May 4th, 2011 - 7:35 pm ICT by BNO News  

BIRDS POINT, MISSOURI (BNO NEWS) — Despite the Ohio River level dropping after the Army Corps. of Engineers breached the Birds Point levee in Mississippi County, Missouri, record-setting levels and flooding are still threatening communities along the river valleys.

The Army Corps. of Engineers late Monday night breached the first section of the Birds Point levee to avoid further flooding, and save the town of Cairo, Illinois, which is located at the confluence of the Ohio and Mississippi rivers and has been in danger of being wiped out by the flooding. Most of its 2,800 citizens have been evacuated.

Immediate reports after the initial levee breaching indicated that the Mississippi River dropped several feet after the explosions, but, even after the Ohio River dropped to 60.62 feet early Tuesday, it remained well above the 1937 record of 59.5 feet.

On Tuesday afternoon, a second section of the levee was breached at New Madrid, Missouri, while the third and final blast is planned to be carried out on Wednesday near Hickman, Kentucky.

The controversial decision would send a tremendous amount of water through approximately 130,000 acres of farmland in southeast Missouri.

Mississippi County Coroner Terry Parker later told KFVS that due to the breaching several cemeteries and grave sites in Mississippi and New Madrid Counties would be flooded, creating the possibility that caskets, burial vaults or skeletal remains may be uncovered and float or be washed along with the current.

The Missouri Department of Health and Senior Services and other government offices have been coordinating to handle the possibility and recover any remains found in the water. Identification and re-internment would also be handled by the government.
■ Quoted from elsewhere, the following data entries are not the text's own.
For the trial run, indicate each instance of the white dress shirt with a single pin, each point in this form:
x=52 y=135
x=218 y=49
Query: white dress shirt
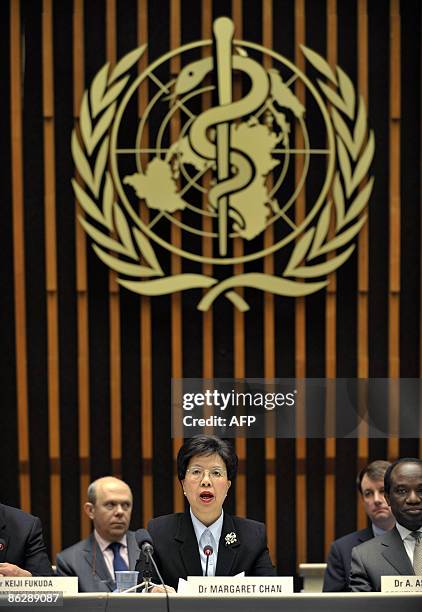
x=408 y=540
x=108 y=554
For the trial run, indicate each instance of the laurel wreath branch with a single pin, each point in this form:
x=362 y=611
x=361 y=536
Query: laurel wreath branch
x=127 y=251
x=355 y=151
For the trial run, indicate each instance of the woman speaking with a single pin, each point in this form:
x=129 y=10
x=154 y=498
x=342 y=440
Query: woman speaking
x=205 y=540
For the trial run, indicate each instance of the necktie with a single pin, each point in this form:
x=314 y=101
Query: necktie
x=417 y=554
x=119 y=564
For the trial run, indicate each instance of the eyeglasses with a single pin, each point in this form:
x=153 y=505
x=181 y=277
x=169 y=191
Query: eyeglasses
x=199 y=473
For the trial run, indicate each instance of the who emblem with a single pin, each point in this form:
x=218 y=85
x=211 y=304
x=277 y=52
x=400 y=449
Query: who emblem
x=221 y=163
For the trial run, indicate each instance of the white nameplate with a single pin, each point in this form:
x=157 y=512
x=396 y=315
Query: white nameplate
x=67 y=585
x=401 y=584
x=230 y=585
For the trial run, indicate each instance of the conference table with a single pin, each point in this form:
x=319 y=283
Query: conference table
x=297 y=602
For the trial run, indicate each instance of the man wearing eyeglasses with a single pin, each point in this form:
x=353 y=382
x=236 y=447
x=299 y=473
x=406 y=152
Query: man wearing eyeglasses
x=111 y=547
x=399 y=551
x=205 y=540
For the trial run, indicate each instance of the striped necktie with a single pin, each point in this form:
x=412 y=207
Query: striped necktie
x=119 y=564
x=417 y=554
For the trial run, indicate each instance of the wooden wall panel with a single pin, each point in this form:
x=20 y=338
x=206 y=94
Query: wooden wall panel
x=81 y=283
x=19 y=252
x=277 y=337
x=51 y=277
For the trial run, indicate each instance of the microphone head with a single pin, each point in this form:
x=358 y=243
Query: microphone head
x=144 y=541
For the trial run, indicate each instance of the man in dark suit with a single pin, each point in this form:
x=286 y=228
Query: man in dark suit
x=111 y=547
x=370 y=483
x=206 y=466
x=398 y=552
x=22 y=549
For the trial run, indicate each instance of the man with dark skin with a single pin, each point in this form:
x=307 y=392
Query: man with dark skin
x=398 y=552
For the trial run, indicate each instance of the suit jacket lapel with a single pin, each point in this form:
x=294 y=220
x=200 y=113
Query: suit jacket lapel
x=4 y=536
x=227 y=553
x=132 y=549
x=365 y=534
x=394 y=551
x=189 y=551
x=95 y=559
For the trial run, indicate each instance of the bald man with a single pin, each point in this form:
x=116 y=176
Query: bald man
x=111 y=546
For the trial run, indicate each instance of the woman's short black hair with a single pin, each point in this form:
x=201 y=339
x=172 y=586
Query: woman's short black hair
x=204 y=446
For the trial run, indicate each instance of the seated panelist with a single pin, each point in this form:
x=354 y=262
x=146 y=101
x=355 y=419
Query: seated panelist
x=184 y=541
x=111 y=546
x=22 y=549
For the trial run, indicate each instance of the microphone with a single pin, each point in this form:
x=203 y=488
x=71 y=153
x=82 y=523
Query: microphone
x=144 y=542
x=145 y=545
x=208 y=550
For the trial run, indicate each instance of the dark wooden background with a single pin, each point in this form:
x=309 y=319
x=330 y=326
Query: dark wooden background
x=86 y=367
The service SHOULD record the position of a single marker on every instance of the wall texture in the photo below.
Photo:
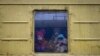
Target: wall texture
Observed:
(17, 23)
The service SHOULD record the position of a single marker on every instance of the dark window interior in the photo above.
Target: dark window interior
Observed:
(51, 31)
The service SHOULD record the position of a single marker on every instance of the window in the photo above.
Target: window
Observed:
(51, 31)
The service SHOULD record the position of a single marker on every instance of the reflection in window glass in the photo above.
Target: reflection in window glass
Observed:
(51, 31)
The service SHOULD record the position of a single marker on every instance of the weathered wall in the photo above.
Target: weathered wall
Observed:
(16, 26)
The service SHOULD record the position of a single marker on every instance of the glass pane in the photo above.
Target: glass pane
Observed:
(51, 31)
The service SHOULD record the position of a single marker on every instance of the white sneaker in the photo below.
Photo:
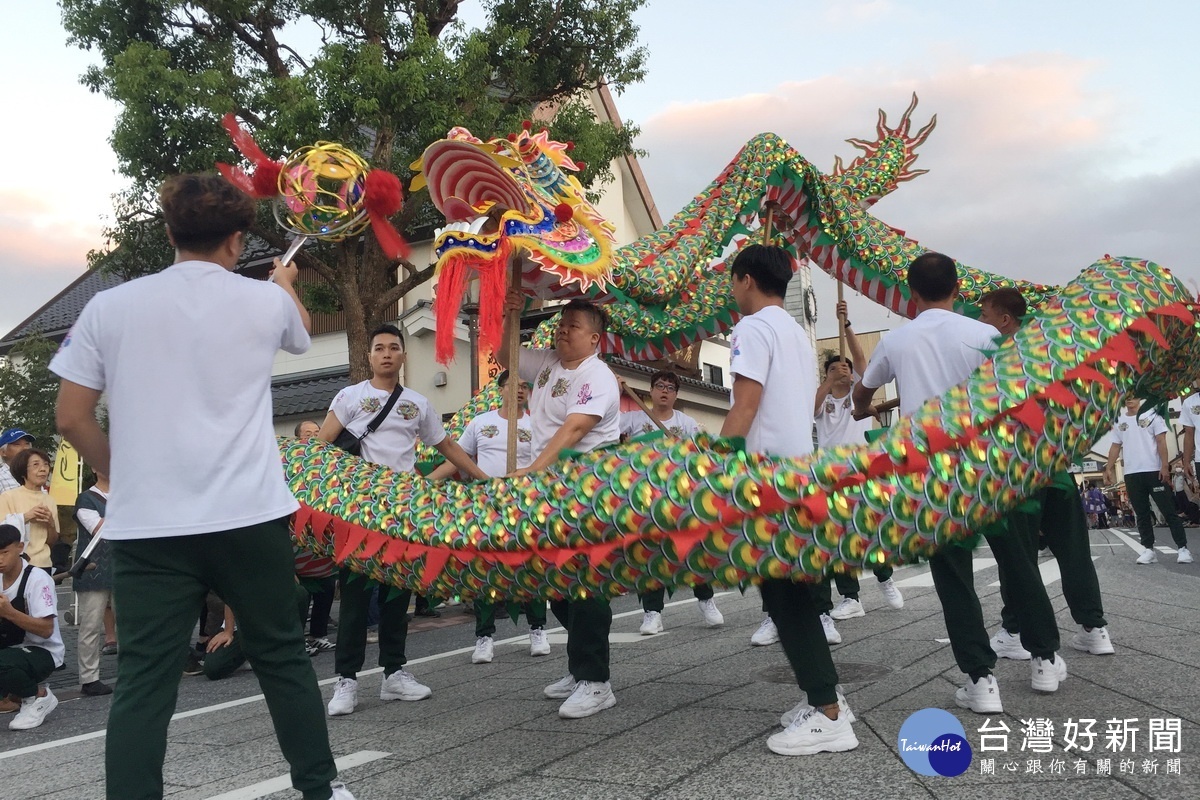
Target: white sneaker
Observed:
(814, 733)
(484, 650)
(832, 635)
(34, 711)
(561, 689)
(847, 608)
(767, 633)
(1047, 675)
(346, 697)
(539, 644)
(401, 685)
(1096, 642)
(589, 697)
(712, 614)
(803, 707)
(981, 696)
(652, 624)
(1007, 645)
(892, 595)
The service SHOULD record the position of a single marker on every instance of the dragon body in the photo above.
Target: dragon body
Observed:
(655, 512)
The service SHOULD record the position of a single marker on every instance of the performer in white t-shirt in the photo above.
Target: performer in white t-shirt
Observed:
(199, 500)
(1147, 474)
(575, 405)
(774, 384)
(664, 392)
(393, 444)
(31, 645)
(837, 426)
(936, 350)
(486, 440)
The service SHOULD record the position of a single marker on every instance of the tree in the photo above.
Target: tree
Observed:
(28, 389)
(384, 77)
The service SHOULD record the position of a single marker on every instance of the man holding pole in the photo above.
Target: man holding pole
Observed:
(575, 405)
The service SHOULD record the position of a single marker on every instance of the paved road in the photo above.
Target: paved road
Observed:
(695, 707)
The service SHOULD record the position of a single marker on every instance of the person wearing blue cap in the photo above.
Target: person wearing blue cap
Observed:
(12, 441)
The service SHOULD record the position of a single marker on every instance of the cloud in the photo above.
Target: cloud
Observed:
(1031, 174)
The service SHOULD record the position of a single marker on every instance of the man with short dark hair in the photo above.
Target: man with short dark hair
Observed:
(936, 350)
(30, 642)
(183, 355)
(774, 384)
(575, 405)
(1060, 519)
(664, 394)
(393, 444)
(12, 441)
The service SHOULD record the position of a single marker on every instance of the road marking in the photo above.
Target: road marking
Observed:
(220, 707)
(927, 577)
(283, 782)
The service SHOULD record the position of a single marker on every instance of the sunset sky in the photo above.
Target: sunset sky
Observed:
(1066, 130)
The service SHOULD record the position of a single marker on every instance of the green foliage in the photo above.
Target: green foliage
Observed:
(28, 389)
(385, 77)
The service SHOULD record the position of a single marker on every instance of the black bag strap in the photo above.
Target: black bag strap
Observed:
(383, 413)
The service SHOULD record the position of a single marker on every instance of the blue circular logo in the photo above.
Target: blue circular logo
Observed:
(933, 741)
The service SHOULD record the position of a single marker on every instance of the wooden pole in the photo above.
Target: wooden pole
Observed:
(514, 349)
(641, 403)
In addition, a group of attorneys later filed a class action complaint on behalf of farmers whose land was flooded when the levee exploded.

The complaint filed in the United States Court of Federal Claims against the U.S. Army Corps of Engineers argued that the property rights of the farmers and landowners under the 5th Amendment to the Constitution were violated when a 15 foot high wall of water was released and flooded their property.

The complaint charges that the action violated the “takings clause” of the 5th Amendment which bars the government from taking private property without due process of law. The complaint asserts that the Corps did not have easements over property in the floodway that are required before the Corps could be allowed to breach the levee at Birds Point.

The complaint was filed on behalf of 14 farming operations and their owners as plaintiffs, but it is seeking certification as a class action on behalf of all individuals and entities affected by the flooding.